DeepVariant

Overview

DeepVariant is a deep-learning variant caller developed by Google that reimagines variant calling as an image classification problem. It converts read pileups around candidate variant sites into tensor representations and uses a convolutional neural network to classify each site as homozygous reference, heterozygous, or homozygous alternate. DeepVariant supports whole-genome sequencing (WGS), whole-exome sequencing (WES), and PacBio HiFi data through dedicated model types. It consistently achieves top accuracy in benchmarking studies such as the PrecisionFDA Truth Challenges and requires no manual tuning of quality filters.

Installation

DeepVariant is best run via its official Docker image, which bundles all dependencies and pre-trained models:

docker pull google/deepvariant:1.6.0

Alternatively, a Singularity/Apptainer image can be used on HPC systems where Docker is not available.

Basic Usage

Run DeepVariant on whole-genome sequencing data using Docker.
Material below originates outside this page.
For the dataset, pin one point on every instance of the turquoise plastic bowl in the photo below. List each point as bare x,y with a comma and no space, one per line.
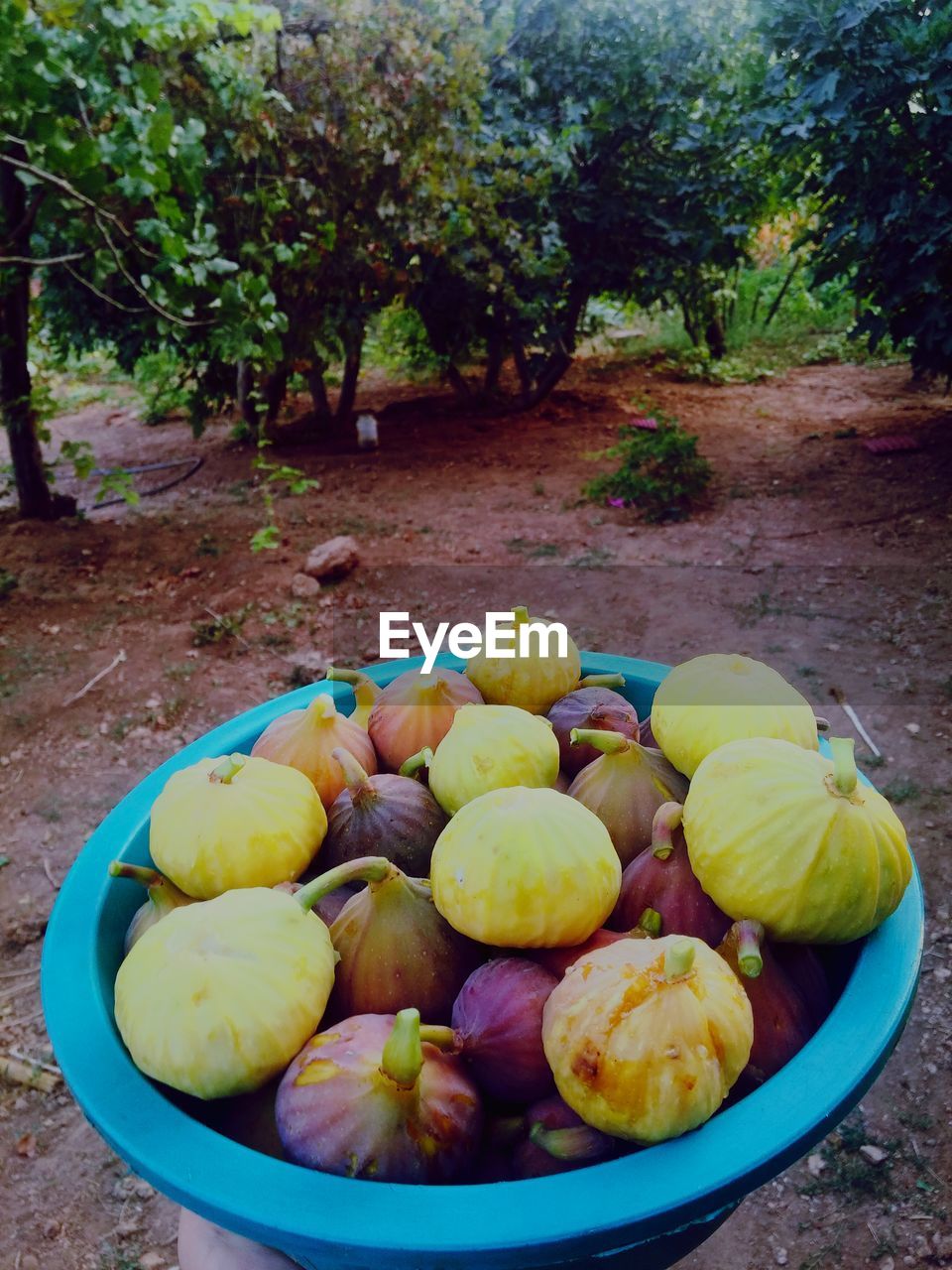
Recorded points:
661,1202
docker run -v $(pwd):/input -v $(pwd)/output:/output \
  google/deepvariant:1.6.0 \
  /opt/deepvariant/bin/run_deepvariant \
  --model_type=WGS \
  --ref=/input/reference.fa \
  --reads=/input/sample.sorted.bam \
  --output_vcf=/output/sample.vcf.gz \
  --num_shards=8

Ensure the reference FASTA has an accompanying .fai index and the BAM file is sorted and indexed before running.

Key Parameters

Flag / option	Description
`--model_type`	Sequencing type: `WGS` for whole-genome, `WES` for whole-exome, `PACBIO` for PacBio HiFi, or `ONT_R104` for Nanopore R10.4.
`--ref`	Path to the reference genome FASTA file.
`--reads`	Path to the sorted, indexed BAM or CRAM file.
`--output_vcf`	Path for the output VCF file.
`--output_gvcf`	Path for an optional gVCF output with reference confidence blocks.
`--num_shards`	Number of parallel shards for the make_examples step (controls parallelism).
`--regions`	Restrict calling to specific genomic regions (BED file or region string).
`--intermediate_results_dir`	Directory for intermediate files; useful for debugging or re-running individual stages.

Expected Output

sample.vcf.gz – a compressed VCF file containing SNP and indel calls with genotype quality (GQ), genotype likelihoods (GL/PL), and read depth (DP) annotations.
sample.vcf.gz.tbi – tabix index for the output VCF.
sample.g.vcf.gz – optional gVCF output (when --output_gvcf is specified) for downstream joint genotyping with GLnexus.
sample.visual_report.html – an HTML quality report summarising variant statistics and model confidence.